La multiplication des avertissements aura finalement conduit la Commission européenne à sanctionner une première fois Google le 27 juin 2017, et cette sanction ne concerne que l’une des trois enquêtes ouvertes par la Commission européenne. À chaque fois, Google se voit reprocher de possibles abus de position dominante, du fait de sa part de marché écrasante dans la recherche en ligne ou encore dans les systèmes d’exploitation pour smartphone : en Europe, plus de 80 % des recherches en ligne passent par Google Search et plus de 90 % des applications téléchargées sous Android le sont depuis Google Play, Android disposant par ailleurs d’une part de marché sur les systèmes d’exploitation pour smartphone supérieure à 80 %. Ces chiffres témoignent de la performance des services édités par Google et du plébiscite des internautes, mais ils masquent aussi, pour la Commission européenne, des pratiques qui se révèlent contraires au droit de la concurrence.

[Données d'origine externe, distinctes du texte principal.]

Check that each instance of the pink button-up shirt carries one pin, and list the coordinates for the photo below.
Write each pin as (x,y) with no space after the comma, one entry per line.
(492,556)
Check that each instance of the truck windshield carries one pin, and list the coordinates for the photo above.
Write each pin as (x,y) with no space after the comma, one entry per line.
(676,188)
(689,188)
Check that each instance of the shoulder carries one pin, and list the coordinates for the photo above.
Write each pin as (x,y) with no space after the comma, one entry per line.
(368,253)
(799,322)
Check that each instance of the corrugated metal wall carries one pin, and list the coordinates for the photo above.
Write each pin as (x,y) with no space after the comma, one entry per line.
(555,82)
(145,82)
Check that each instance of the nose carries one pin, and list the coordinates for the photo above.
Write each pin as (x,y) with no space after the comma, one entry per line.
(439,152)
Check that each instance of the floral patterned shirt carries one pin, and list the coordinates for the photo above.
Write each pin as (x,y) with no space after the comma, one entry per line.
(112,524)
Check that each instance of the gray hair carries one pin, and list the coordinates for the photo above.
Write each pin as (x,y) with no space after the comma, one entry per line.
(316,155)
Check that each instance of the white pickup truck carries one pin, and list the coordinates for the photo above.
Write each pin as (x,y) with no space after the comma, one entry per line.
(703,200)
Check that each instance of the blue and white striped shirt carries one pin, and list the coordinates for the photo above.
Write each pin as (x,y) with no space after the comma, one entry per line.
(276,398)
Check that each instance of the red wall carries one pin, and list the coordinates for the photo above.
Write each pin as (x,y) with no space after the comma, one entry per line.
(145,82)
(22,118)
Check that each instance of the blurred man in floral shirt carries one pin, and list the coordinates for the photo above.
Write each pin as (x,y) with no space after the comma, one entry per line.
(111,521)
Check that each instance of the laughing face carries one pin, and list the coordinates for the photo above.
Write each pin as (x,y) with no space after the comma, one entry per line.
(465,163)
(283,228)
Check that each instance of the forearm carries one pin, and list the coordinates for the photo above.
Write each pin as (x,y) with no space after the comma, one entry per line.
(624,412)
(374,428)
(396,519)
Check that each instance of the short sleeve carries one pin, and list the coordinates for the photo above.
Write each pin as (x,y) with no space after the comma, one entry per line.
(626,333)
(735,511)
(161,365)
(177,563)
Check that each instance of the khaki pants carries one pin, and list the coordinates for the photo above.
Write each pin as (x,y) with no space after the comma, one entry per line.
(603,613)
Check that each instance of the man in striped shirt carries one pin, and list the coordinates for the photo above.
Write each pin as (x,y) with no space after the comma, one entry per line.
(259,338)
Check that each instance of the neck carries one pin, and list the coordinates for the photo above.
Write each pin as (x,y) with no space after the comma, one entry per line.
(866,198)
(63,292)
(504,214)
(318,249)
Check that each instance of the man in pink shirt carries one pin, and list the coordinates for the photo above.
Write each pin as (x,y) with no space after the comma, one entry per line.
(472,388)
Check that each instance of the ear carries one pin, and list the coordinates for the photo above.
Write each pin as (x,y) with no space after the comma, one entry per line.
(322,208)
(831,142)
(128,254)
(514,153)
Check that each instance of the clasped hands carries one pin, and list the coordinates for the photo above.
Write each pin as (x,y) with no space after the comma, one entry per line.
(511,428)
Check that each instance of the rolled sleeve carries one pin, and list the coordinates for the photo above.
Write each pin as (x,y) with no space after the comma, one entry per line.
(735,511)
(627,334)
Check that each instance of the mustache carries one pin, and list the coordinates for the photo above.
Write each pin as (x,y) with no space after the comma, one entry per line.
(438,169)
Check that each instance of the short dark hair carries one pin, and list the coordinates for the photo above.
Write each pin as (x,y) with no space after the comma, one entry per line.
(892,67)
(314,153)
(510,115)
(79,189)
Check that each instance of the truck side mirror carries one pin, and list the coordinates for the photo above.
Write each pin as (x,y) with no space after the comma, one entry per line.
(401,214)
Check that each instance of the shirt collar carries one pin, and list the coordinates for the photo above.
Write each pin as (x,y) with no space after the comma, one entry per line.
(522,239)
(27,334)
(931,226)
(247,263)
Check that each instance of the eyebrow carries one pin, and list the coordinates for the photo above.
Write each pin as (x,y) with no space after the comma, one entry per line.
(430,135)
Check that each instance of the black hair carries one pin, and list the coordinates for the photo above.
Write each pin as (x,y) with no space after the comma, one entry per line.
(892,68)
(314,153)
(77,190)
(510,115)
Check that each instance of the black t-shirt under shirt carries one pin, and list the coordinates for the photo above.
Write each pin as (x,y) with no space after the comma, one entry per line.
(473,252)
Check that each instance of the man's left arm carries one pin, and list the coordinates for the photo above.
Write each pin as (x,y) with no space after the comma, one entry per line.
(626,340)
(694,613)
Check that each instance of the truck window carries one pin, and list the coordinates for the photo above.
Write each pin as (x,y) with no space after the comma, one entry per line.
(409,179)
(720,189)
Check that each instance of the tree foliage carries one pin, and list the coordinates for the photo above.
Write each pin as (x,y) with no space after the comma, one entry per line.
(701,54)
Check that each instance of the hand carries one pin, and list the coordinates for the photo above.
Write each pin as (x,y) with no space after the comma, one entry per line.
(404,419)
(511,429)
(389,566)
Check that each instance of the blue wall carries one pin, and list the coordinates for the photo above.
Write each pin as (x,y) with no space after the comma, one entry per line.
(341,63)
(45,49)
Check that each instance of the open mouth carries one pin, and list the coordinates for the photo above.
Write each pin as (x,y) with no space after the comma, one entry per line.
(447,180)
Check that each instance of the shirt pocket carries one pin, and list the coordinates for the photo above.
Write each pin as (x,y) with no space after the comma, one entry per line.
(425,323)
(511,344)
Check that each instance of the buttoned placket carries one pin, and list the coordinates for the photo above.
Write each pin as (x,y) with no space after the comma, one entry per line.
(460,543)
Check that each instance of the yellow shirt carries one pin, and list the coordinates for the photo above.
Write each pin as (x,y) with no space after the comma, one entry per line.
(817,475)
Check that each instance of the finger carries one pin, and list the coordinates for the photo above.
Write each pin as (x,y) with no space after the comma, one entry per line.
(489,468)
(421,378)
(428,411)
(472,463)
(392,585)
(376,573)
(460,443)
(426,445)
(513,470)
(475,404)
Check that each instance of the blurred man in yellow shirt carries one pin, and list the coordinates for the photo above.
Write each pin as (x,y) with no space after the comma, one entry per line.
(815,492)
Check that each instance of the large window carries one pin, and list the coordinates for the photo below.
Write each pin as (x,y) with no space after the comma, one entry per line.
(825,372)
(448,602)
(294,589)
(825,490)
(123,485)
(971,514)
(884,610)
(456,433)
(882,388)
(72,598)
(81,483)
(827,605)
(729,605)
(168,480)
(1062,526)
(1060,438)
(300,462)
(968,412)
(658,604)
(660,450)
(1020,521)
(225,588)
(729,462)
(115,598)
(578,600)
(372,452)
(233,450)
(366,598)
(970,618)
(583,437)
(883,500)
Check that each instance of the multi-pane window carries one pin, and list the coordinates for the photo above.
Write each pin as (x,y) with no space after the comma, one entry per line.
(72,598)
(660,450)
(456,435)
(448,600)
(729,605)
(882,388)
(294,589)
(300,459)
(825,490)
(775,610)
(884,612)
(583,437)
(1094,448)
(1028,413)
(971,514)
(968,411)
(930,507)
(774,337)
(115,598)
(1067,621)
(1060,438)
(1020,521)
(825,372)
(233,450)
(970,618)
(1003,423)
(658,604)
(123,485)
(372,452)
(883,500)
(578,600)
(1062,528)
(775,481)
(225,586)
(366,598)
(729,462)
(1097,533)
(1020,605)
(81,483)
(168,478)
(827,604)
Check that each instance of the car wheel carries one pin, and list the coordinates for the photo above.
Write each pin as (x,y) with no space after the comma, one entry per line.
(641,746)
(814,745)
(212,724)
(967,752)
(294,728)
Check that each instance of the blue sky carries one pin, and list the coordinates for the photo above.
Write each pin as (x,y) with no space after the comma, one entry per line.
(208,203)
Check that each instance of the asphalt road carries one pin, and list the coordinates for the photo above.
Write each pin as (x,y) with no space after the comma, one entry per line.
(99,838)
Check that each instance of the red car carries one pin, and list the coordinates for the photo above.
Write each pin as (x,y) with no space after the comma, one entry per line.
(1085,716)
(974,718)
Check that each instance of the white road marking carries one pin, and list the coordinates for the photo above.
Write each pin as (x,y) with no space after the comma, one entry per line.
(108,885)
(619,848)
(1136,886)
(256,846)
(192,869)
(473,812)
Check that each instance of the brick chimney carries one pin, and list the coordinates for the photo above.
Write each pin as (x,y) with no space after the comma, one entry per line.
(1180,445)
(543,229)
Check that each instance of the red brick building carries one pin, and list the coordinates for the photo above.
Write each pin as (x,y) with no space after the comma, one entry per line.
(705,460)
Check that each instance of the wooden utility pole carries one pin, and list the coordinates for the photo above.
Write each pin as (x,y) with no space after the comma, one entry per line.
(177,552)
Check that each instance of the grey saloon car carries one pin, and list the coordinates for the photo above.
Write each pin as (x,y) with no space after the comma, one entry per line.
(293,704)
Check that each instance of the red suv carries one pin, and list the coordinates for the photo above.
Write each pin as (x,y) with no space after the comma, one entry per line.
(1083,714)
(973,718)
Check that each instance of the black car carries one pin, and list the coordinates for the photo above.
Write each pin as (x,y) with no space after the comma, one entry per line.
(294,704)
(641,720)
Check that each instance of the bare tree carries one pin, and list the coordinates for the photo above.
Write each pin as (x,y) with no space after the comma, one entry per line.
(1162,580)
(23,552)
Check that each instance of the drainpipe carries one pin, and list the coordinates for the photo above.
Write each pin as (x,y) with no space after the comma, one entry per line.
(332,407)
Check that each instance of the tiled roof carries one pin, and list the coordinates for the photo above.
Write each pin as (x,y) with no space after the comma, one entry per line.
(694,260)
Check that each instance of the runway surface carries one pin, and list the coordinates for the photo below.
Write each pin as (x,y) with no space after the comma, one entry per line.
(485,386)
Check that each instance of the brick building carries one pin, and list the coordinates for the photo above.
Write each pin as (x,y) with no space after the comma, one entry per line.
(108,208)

Actuellement, deux enquêtes sont encore en cours. La première porte sur Android, une communication de griefs ayant été transmise à Google le 20 avril 2016 (voir La rem n°38-39, p.26). La Commission européenne reproche notamment au moteur de recherche des pratiques anticoncurrentielles qui pénalisent l’innovation sur le marché des applications. En l’occurrence, Google est soupçonné d’imposer aux fabricants recourant à Android d’installer par défaut certaines de ses applications phares, Google Chrome (navigateur) et Google Search (moteur de recherche). Il s’opposerait à l’utilisation de « forks », des versions d’Android non développées par Google, mais pour autant légales dans la mesure où Android est proposé en open source (à cette fin, Google conditionnerait l’accès à ses applications phares à l’installation préalable de sa version d’Android). Enfin, la Commission européenne soupçonne Google de proposer aux fabricants des contreparties financières en échange de l’installation par défaut de Google Search. À l’évidence, l’enjeu est de taille pour Google dont le chiffre d’affaires repose à 90 % sur la publicité. Construit dans l’univers du PC « fixe », avec le moteur de recherche qui s’est imposé par défaut comme page d’accueil des navigateurs du monde entier, le modèle publicitaire de Google doit migrer sur mobile où bascule l’essentiel des connexions.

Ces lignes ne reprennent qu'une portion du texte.